Measuring Mining Model Accuracy (Analysis Services - Data Mining)
SQL Server Analysis Services provides a variety of ways to determine whether your mining models are accurate.
You can use charts to visually represent the accuracy of a data mining model: A lift chart compares the accuracy of the predictions of each model. A profit chart displays the theoretical increase in profit that is associated with using each model. A scatter plot compares actual values against predicted values, and is used for regression models or other models that predict continuous attributes by using continuous inputs.
You can use a classification matrix to tabulate accurate and inaccurate predictions.
You can use cross-validation to statistically validate the reliability of your mining model.
For more information, see Tools for Charting Model Accuracy (Analysis Services - Data Mining). All of the chart types described in this topic can also be created programmatically by using XML/A or AMO. For more information about programming Analysis Services solutions, see Developer's Guide (Analysis Services - Data Mining).
After you have determined that the model is reasonably accurate, you should evaluate the results of the model in the context of the business problem that the model was designed to answer.
This topic explains the general workflow in Business Intelligence Development Studio or SQL Server Management Studio for measuring the accuracy of a mining model. Depending on the type of mining model that you are using and the chart you choose, some options might be slightly different, unavailable, or configured by default, but the overall process is as follows:
Choose a model or structure to test.
Choose test data.
Optionally filter the test data.
Choose a chart type and open it in the appropriate viewer.
Optionally, customize the chart.
For a step-by-step procedure, see How to: Create an Accuracy Chart for a Mining Model.
Choosing a Model or Structure
It is common practice to build several data mining models for each data mining structure, and for each model to use a different algorithm or set of parameters. Analysis Services makes it easy to test multiple related mining models in the same chart. However, you can also select just a single mining model for output in an accuracy chart.
In Business Intelligence Development Studio, you select a mining structure and then click the Mining Accuracy Chart tab to open a design area for accuracy charts. In SQL Server Management Studio, you right-click the mining structure and then select View Lift Chart to open the same design area and create any kind of accuracy chart.
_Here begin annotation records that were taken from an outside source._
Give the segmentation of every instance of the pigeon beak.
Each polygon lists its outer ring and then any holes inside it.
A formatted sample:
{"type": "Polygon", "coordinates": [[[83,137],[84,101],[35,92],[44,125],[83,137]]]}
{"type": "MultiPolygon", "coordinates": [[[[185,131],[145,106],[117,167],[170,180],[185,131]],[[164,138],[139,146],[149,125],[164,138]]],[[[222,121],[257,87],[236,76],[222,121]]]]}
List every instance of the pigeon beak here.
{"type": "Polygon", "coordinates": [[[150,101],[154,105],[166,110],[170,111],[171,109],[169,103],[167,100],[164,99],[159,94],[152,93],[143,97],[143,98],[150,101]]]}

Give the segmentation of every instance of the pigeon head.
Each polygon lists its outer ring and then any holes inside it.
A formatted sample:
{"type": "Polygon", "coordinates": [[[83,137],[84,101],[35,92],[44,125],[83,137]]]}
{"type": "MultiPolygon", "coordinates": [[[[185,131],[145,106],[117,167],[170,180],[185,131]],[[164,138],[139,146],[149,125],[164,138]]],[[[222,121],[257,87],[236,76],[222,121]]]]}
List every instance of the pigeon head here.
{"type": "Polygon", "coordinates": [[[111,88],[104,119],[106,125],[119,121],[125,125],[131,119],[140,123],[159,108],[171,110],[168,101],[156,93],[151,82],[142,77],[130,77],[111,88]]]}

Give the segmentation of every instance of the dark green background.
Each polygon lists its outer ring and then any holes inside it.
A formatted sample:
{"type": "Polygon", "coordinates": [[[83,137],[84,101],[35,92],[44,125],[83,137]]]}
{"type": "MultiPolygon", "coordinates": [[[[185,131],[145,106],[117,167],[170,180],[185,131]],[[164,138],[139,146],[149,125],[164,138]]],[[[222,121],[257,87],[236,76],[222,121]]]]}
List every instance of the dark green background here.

If you add multiple mining models to a chart, you must choose mining models that have the same predictable attribute. If you create a lift chart, profit chart, scatter plot, or classification matrix, you can choose which models to chart by using the Input Selection tab. However, if you create a cross-validation report, Analysis Services will analyze all models that have the same predictable attribute.
Choosing Test Data
Before you can create a lift chart, profit chart, or scatter plot, you must specify the data that you will use for evaluating the model. Because the data that you use for evaluation greatly affects the results of evaluation, SQL Server 2008 Analysis Services provides the following options for specifying test data:
Using a holdout partition that was defined as the test set when you created the data mining structure. By using a part of the mining structure data as the test data, you can measure all of the models in the structure consistently.
Defining an external data source to use as the test data.
Defining an external data source, and applying filters to restrict the data to a relevant subset of cases. By defining a filter, you can select test data that meets particular conditions, or contains cases that are of particular interest.
Using a filter applied to the training cases used by the model. By defining a model filter, you can restrict cases to a subset of the data and also ensure that a particular model is always assessed by using similar data.
If you create a cross-validation report in Business Intelligence Development Studio or SQL Server Management Studio, by default Analysis Services uses the holdout partition defined for the model, if one exists. If no holdout partition has been defined, Analysis Services uses the entire set of training cases.
If you create a lift chart, profit chart, scatter plot, or classification matrix in Business Intelligence Development Studio or SQL Server Management Studio, you use the Input Selection Tab on the Mining Accuracy Chart view of the Data Mining Designer to specify the data to use for testing the mining models. The options are as follows:
Use mining model test cases
Mining model test cases are taken from the same data that is in the mining structure, but a filter is applied to the model to restrict the cases used for testing. A model filter is a set of conditions that you create and then store together with the mining model. Because the filter condition is saved with the mining model, it is applied by default when you train the model. When you test a model, you can use the filter as is, or you can use a different set of data for testing and thereby bypass the model filter. If you want to change the filter that is applied to a mining model, you can modify the model filter and then reprocess the model. Alternatively, you can create a copy of the model and then build a different filter on the copy.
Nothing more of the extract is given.